In [20]:
import os
import spacy_udpipe
from spacy_udpipe import download, load
import pandas as pd
import spacy
from collections import Counter

In [None]:
# download and load Slovak and Turkish models

download("sk")
slovak_model = load("sk")
model_dir = os.path.join(os.path.dirname(spacy_udpipe.__file__), 'models')
for filename in os.listdir(model_dir):
    if 'slovak' in filename.lower() and filename.endswith('.udpipe'):
        print(f"Slovak model: {filename}")
        break

download("tr")
turkish_model = load("tr")
model_dir = os.path.join(os.path.dirname(spacy_udpipe.__file__), 'models')
for filename in os.listdir(model_dir):
    if 'turkish' in filename.lower() and filename.endswith('.udpipe'):
        print(f"Turkish model: {filename}")
        break

Already downloaded a model for the 'sk' language
Slovak model: slovak-snk-ud-2.5-191206.udpipe
Downloaded pre-trained UDPipe model for 'tr' language
Turkish model: turkish-imst-ud-2.5-191206.udpipe


In [69]:
slovak_test_sentence = "Toto je testovacia veta."
parsed_doc = slovak_model(slovak_test_sentence)
for token in parsed_doc:
    print(f"{token.text}\t{token.lemma_}\t{token.pos_}\t{token.dep_}\t{token.head.text}")
print()
turkish_test_sentence = "Bu bir test cümlesidir."
parsed_doc = turkish_model(turkish_test_sentence)
for token in parsed_doc:
    print(f"{token.text}\t{token.lemma_}\t{token.pos_}\t{token.dep_}\t{token.head.text}")
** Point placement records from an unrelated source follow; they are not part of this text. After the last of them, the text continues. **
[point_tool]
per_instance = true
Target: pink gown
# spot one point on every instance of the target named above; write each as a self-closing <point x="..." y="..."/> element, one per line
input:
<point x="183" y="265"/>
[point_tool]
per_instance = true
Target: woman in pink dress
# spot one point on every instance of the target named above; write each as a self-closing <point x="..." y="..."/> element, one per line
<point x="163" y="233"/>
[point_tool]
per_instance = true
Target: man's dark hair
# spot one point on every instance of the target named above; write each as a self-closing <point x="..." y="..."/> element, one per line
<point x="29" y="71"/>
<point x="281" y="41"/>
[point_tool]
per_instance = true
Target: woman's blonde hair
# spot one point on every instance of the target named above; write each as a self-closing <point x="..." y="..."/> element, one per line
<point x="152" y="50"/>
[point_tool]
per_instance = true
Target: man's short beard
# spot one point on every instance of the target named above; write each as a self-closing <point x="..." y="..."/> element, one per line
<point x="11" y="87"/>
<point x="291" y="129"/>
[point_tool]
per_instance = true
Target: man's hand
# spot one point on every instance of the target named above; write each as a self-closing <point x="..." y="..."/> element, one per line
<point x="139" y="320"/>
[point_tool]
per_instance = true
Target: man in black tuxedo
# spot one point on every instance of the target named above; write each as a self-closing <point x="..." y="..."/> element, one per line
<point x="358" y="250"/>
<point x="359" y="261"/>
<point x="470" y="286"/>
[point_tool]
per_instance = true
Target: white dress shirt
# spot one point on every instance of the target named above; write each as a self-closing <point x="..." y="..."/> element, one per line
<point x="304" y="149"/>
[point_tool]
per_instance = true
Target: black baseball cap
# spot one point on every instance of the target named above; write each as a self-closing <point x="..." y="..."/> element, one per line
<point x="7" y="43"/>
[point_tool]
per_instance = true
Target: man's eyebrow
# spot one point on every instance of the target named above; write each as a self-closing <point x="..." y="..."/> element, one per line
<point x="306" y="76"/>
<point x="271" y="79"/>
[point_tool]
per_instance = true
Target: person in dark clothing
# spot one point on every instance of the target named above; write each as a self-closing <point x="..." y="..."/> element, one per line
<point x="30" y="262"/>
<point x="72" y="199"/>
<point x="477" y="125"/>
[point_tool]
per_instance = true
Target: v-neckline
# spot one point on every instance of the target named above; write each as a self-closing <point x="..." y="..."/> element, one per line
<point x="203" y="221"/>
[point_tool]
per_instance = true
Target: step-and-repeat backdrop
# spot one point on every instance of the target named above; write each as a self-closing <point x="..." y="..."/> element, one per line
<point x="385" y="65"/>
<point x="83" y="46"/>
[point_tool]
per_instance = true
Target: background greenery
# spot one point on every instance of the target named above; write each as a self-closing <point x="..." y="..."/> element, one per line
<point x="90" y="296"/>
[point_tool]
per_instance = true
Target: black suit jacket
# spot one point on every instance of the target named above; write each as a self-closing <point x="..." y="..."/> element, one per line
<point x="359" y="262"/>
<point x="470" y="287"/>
Toto	toto	DET	nsubj	testovacia
je	byť	AUX	cop	testovacia
testovacia	testovacia	NOUN	ROOT	testovacia
veta	veta	NOUN	nmod	testovacia
.	.	PUNCT	punct	testovacia

Bu	bu	DET	det	test
bir	bir	NUM	det	test
test	test	NOUN	nmod:poss	cümlesi
cümlesi	cümle	NOUN	ROOT	cümlesi
dir	i	AUX	cop	cümlesi
.	.	PUNCT	punct	cümlesi


In [75]:
with open("data/slk_newscrawl_2016_1M/slk_newscrawl_2016_1M-sentences.txt", "r", encoding="utf-8") as f:
    slk_df = pd.DataFrame(
        [line.strip().split("\t")[1] for line in f.readlines()], columns=["sentence"]
    )

with open("data/tur_news_2024_1M/tur_news_2024_1M-sentences.txt", "r", encoding="utf-8") as f:
    tur_df = pd.DataFrame(
        [line.strip().split("\t")[1] for line in f.readlines()], columns=["sentence"]
    )

In [None]:
# this takes around 5 mins for each (still not the full datasets)

slk_sample_df = slk_df.head(10000).copy()
slk_parsed_docs = list(slovak_model.pipe(slk_sample_df['sentence']))
slk_sample_df['parsed_doc'] = slk_parsed_docs

tur_sample_df = tur_df.head(10000).copy()
tur_parsed_docs = list(turkish_model.pipe(tur_sample_df['sentence']))
tur_sample_df['parsed_doc'] = tur_parsed_docs

In [77]:
def dependency_info(parsed_doc):
    print(f"{'Text':<15} {'POS':<10} {'Dependency':<15} {'Head Text':<15}")
    print("-" * 55)
    for token in parsed_doc:
        print(f"{token.text:<15} {token.pos_:<10} {token.dep_:<15} {token.head.text:<15}")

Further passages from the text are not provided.